図5は、一次転写領域の他の構成を示す部分拡大図であり、図3と同等部分を同一符号で示している。図5では、ニッブ部の中央に転写バイアスローラ20cが設けられている。この転写バイアスローラ20cには、ニップ部下流にある転写バイアスローラ20bと同一の転写バイアスが印加されている。

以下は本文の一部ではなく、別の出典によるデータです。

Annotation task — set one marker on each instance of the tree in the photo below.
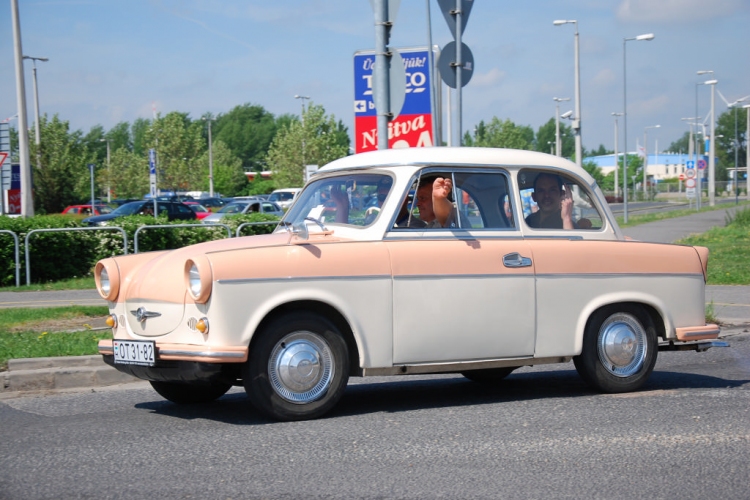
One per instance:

前出の図3のように、ニップ部下流の転写バイアスローラ20aからニップ部上流のアースローラ20bに向けて転写バイアスを印加した場合、中間転写ベルト19は転写バイアスローラ20aからアースローラ20bに向けて電位勾配を持ち、アースローラ20bに向かうにしたがって徐々に電荷は低下する。これに対して、図5のように、ニップ部の中央とニップ部下流に同一の転写バイアスを印加した場合には、ニップ部の中央とニップ部下流の電位は等しく均一となるため、上記▲4▼の転写トナーの垂直方向に働く電界を強めることができる。よって、図3の構成に比べて、転写チリの発生をより効果的に防止することが可能となる。
【0073】
なお、本願発明は、感光体がドラム以外、たとえばベルトなど他の形状でも適用可能である。中間転写体はベルトのみならずドラム、ローラなど他の形状でも適用可能である。また中間転写体の電気的特性(体積抵抗、表面抵抗)、厚さ、構造(単層、2層、‥)などは作像条件などにより適切な構成を種々選択可能であり実施例には限定されず、使用される材料、材質も種々選択可能である。転写バイアスローラ20aはローラ以外に導電性ブラシ(金属、樹脂)、導電性ブレード(金属、樹脂、ゴム)など他の形状でも適用可能でありコロナ放電器を用いても良い。転写電荷の付与位置は転写ニップ下流位置に限定されず転写ニップ内でも良い。1次転写電源の印加電圧値は実施例に限定されず、種々の作像条件に応じて所望の値を設定可能である。アースローラ20bはローラ以外に導電性ブラシ(金属、樹脂)、導電性ブレード(金属、樹脂、ゴム)など他の形状でも適用可能であり、中間転写体への接触位置は転写ニップ部内ならばその位置は限定されない。紙転写バイアスローラ23aはローラ以外にベルト、ブラシ、ブレードなど他の形状でも適用可能でありコロナ放電器を用いても良い。その他、本願発明の技術的思想を利用するものならば各種の変形例も全て本願に含まれるものであり、本願発明が実施例に限定されないことは言うまでもない。
【0074】
【発明の効果】
請求項1乃至3の発明によれば、中間転写体上の画像部及び地肌部における電荷量が静電的一次転写前の電荷付与位置でベルト上に付与した電荷を、ほぼ均一にして、転写チリを発生させる地肌部に向けての横向きのノイズ電界の作用を抑えることができるので、ペーパーフリー性を損なうことなしに、色重ね時に発生する転写チリを低減できる画像形成装置あるいは画像形成方法を提供できる。
【0075】
請求項8の発明によれば、一次転写前の電荷付与位置でベルト上に付与した電荷を、転写チリが発生する転写ニップ部出口の位置まで保持させることができるので、色重ね時に発生する転写チリを軽減するのに適した中間転写体を提供できる。
【図面の簡単な説明】
【図1】実施形態に係る複写機の概略構成図。
【図2】感光体ドラム・中間ベルト回りの拡大図。
【図3】本実施形態における一次転写領域の部分拡大図。
【図4】本実施形態における電装部のブロック図。
【図5】本実施形態における一次転写領域の他の構成を示す部分拡大図。
【図6】転写ニップ部下流における推定電荷モデルを示す説明図。
【符号の説明】
9 感光体ドラム
19 中間転写ベルト
20a 転写バイアスローラ
24 転写紙
35 ベルト転写電源
40 制御回路
41 電源
Claims (3)
- 可視像を担持する像担持体と、
可視像を像担持体から中間転写体へ静電的に1次転写させる1次転写電極と、
可視像を中間転写体から転写材へ静電的に2次転写させる2次転写電極と、
上記1次転写に先立ち、転写される可視像と同極性の電荷を中間転写体に付与する電荷付与手段とを有し、中間転写体上に順次複数の可視像を連続して1次転写した後に、一括して可視像を2次転写するように構成した画像形成装置において、
上記電荷付与手段による中間転写体への単位面積当たりの付与電荷量を連続する複数色の1次転写に対応し順次、増加させる制御手段を設けたことを特徴とする画像形成装置。 - 像担持体上に形成された可視像を中間転写体に静電転写する1次転写工程と、中間転写体の1次転写画像を転写材に静電転写する2次転写工程とを有し、中間転写体上に順次複数の可視像を連続して1次転写した後に、一括して可視像を2次転写する画像形成方法であって、
上記1次転写工程に先立ち、転写される可視像と同極性の電荷を上記中間転写体に付与する1次転写前電荷付与工程を設け、電荷付与工程において中間転写体への単位面積当たりの付与電荷量を連続する複数色の1次転写に対応し順次、増加させることを特徴とする画像形成方法。 - 2回目以降の1次転写工程に先立ち、転写される可視像と同極性の電荷を上記中間転写体に付与する1次転写前電荷付与工程を行う請求項2記載の画像形成方法。